Вершины кедров точно застыли.
Играет бриллиантами зимнее солнце в куржаке на ветвях берез и арках ольх и щедро льет холодные лучи на девственно чистый, снежный покров лесных полян.
Морозит.
Тихо.
Поскрипывают лишь легкие лыжи где-то у подножья лесных гигантов.
То идет на охоту охотник, ясачный черневой татарин Ахъямка.
Идет и гнусаво тянет себе под нос:
— Уй-я-а, уй-я, гора какой долгой, лес кругом далеко пошел… Уй-я-а…
Поднимается на безлесные хребты, окидывает равнодушным взглядом широко раскинувшиеся, залитые солнцем таежные горы и подернутые голубой дымкой дали, потом поправляет путы лыж и, сообразив направление, катится на своих быстрых «камасных» лыжах с кручи.
Гибкий «каек» взрывает снег. В ушах свистит ветер, а навстречу бежит бор — сплошная темная заросль вековых гигантов и поглощает Ахъямку огромной черной пастью.
* * *
Ахъямка весел.
После долгих ухаживаний и неудачных попыток ему удалось сегодня утром поймать Лушку в охапку, прижать ее к себе и поцеловать.
Лушка — девка лет тридцати, приехавшая недавно в стряпки к управляющему прииском, — была толстая, некрасивая и рябая. Но она как-то сразу победила двадцатилетнее Ахъямкино сердце. Ахъямка стал особенно часто ходить на охоту и почти всю битую птицу нес на кухню управляющего.
Там он подолгу сидел в углу у двери и смотрел на Лукерью, как она, высоко подтыкав юбку, мыла кухню или, засучив рукава кофты и обнажив пухлые белые руки, стряпала управляющему вкусные блюда.
Ахъямке делалось жарко. Он потел, утирал грязным рукавом старого азяма пот и говорил старику-дровоколу Осипу:
— Карюш депка, жирнай!..
Рабочие казармы, в которой жил и Ахъямка, сразу заметили его любовь и загоготали:
— Че, Ахъямка, скоро жениться будешь? Го, го, го!..
Некоторые с деланной серьезностью учили:
— Ты, паря Ахъямка, с исподтишка подъезжай к ей. Она девка матерая, ежели звезданет по уху, так не шибко поглянется!

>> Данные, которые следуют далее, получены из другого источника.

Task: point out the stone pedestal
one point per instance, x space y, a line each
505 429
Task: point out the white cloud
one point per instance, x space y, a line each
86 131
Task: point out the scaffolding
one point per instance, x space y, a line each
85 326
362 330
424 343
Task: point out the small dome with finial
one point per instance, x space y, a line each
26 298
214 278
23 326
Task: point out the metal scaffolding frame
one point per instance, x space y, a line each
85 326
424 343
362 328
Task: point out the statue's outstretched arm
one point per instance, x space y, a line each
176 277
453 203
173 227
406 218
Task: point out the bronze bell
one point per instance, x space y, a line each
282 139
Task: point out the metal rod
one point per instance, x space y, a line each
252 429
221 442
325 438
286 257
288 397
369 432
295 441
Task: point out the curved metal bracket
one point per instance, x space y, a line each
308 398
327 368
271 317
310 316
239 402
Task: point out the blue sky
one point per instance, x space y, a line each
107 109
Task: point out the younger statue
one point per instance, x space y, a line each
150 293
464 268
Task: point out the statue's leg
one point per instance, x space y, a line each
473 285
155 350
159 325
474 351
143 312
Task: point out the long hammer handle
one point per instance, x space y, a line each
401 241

И, насмешливо оглядев тщедушную фигуру Ахъямки, продолжали:
— Она ненароком тебя соплей пополам перешибить может.
Но Ахъямка не замечал насмешки.
В своей наивности полудикаря он верил, что рабочие дают ему дельные советы.
А казарма подготовлялась к самому смешному.

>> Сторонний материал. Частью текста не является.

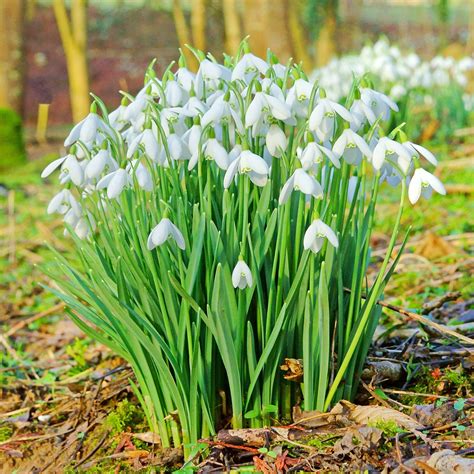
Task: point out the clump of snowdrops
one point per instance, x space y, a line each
222 223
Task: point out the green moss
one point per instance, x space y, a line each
125 415
12 148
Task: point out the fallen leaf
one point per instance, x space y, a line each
433 247
148 437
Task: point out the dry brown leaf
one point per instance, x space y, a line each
148 437
433 247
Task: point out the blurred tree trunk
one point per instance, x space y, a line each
73 34
12 15
298 35
182 31
266 23
325 45
198 23
232 26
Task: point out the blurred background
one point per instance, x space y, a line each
53 52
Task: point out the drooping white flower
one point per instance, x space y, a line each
322 120
115 182
99 163
351 147
212 150
148 139
300 180
254 166
315 235
248 67
422 183
380 104
276 141
242 276
162 232
388 149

Сначала Ахъямке долго говорили о достоинствах Лушки, причем касались самых интимных подробностей и, наконец, под едва сдерживаемый хохот казармы, заранее предвкушавшей веселье, конюх Мартын говорил:
— А што, Ахъямка, тебе-то глянется Лушка?
Тогда глаза Ахямки, подернутые и без того маслом, окончательно закрывались от удовольствия, он потел и, смешно расставив руки с растопыренными пальцами, точно собираясь ваять ими что-то крупное, говорил:
— Карюш депка, жирнай!..
Взрыв хохота сопровождал эти слова, только Мартын крепился и спрашивал:
— Жирный, говоришь?..
Но тут обыкновенно и он не мог сдержаться и казарма долго тряслась от хохота, но Ахъямка, сообразив, наконец, что сказал что-то смешное, обижался, брал ружье и уходил на охоту.
Сегодня Лушка сама прибежала к нему в казарму, когда весь народ был на работе, и сказала, чтоб он принес дичи.
— Гости, вишь, будут. Барыня пашкетный пирог заказала, чтоб с рябчиками.
И вот тогда-то Ахъямка изловчился, поймал Лушку в охапку, прижал ей руки и долго, взасос, поцеловал.
Правда, Лушка смазала его за это кулаком по лицу, назвала татарской образиной и убежала, но при том никого не было, никто не засмеялся и Ахъямка был доволен собой.
Вот и сейчас он гнусит себе под нос свою песню, а сам думает, как ловко он схватил Лушку, облапил ее поперек, прижал к себе, точно перину и как это было ему приятно.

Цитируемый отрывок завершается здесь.